Created on 12 Jul 2026

Authors

Ebone E Bady, Joely R Gendler, Fadlullah Ba'th, Sivakumar Chinnadurai, Brianne B Roby

Published in

Cureus. Volume 18. Issue 6. Pages e110628. Epub Jun 10, 2026.

Abstract

Background and aim Otolaryngologists play a crucial role in managing cranial nerve (CN) deficits in pediatric brain tumors. This study aims to determine rates of persistent cranial neuropathy and associated otolaryngology referral. Methods A total of 109 pediatric patients with primary intracranial neoplasms and documented CN deficits were retrospectively identified. Outcomes of interest included CN deficit, otolaryngology referral, recovery status, and surgical interventions. Variables were analyzed using chi-square and Fisher's exact tests. Results Cranial neuropathies persisted in 69 (63.3%) patients, the majority with posterior fossa tumors. Common deficits included facial weakness (N = 62, 56.9%), ophthalmoplegia (N = 59, 54.1%), vocal fold paresis (N = 11, 10.1%), dysphagia (N = 11, 10.1%), hearing loss (N = 9, 8.3%), and trigeminal neuropathy (N = 7, 6.4%). Twenty-two (20.2%) patients were referred to otolaryngology. Referred patients were significantly less likely to have achieved full recovery (X² = 5.53, p = 0.02) and more likely to undergo corrective intervention (X² = 15.88, p < 0.01). Vocal fold paresis, dysphagia, and hearing loss were each associated with referral (p < 0.01), whereas facial neuropathy, ophthalmoplegia, and trigeminal neuropathy were not. Notably, 51 of 87 (58.6%) non-referred patients demonstrated no recovery of their cranial neuropathy.
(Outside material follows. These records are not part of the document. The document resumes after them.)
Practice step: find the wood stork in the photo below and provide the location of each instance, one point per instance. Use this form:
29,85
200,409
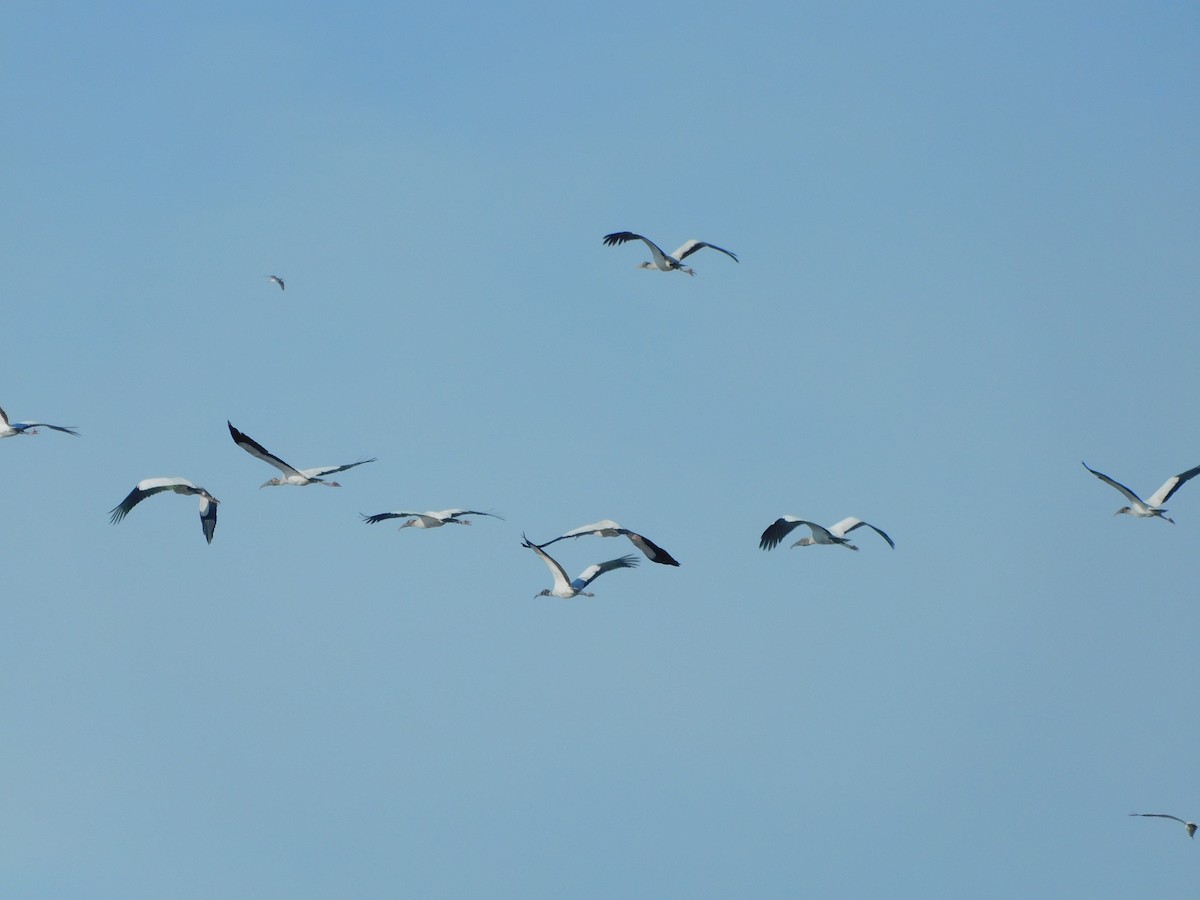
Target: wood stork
429,520
1153,504
1189,826
607,528
567,589
291,475
9,429
834,534
663,262
150,486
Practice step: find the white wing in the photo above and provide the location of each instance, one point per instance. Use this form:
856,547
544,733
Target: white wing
617,238
1129,495
691,246
561,581
148,487
208,516
850,523
594,571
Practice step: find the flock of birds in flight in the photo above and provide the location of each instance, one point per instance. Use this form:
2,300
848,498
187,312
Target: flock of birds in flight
563,586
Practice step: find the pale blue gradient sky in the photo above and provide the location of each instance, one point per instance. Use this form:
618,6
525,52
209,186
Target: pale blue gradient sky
967,241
Conclusions Despite high rates of persistent cranial neuropathies among pediatric patients with intracranial neoplasms, otolaryngology referrals remain notably infrequent, particularly for facial paralysis. Earlier and more systematic referrals may represent a meaningful opportunity to improve functional outcomes through earlier and timely intervention.

PMID:
42437264
Bibliographic data and abstract were imported from PubMed on 12 Jul 2026.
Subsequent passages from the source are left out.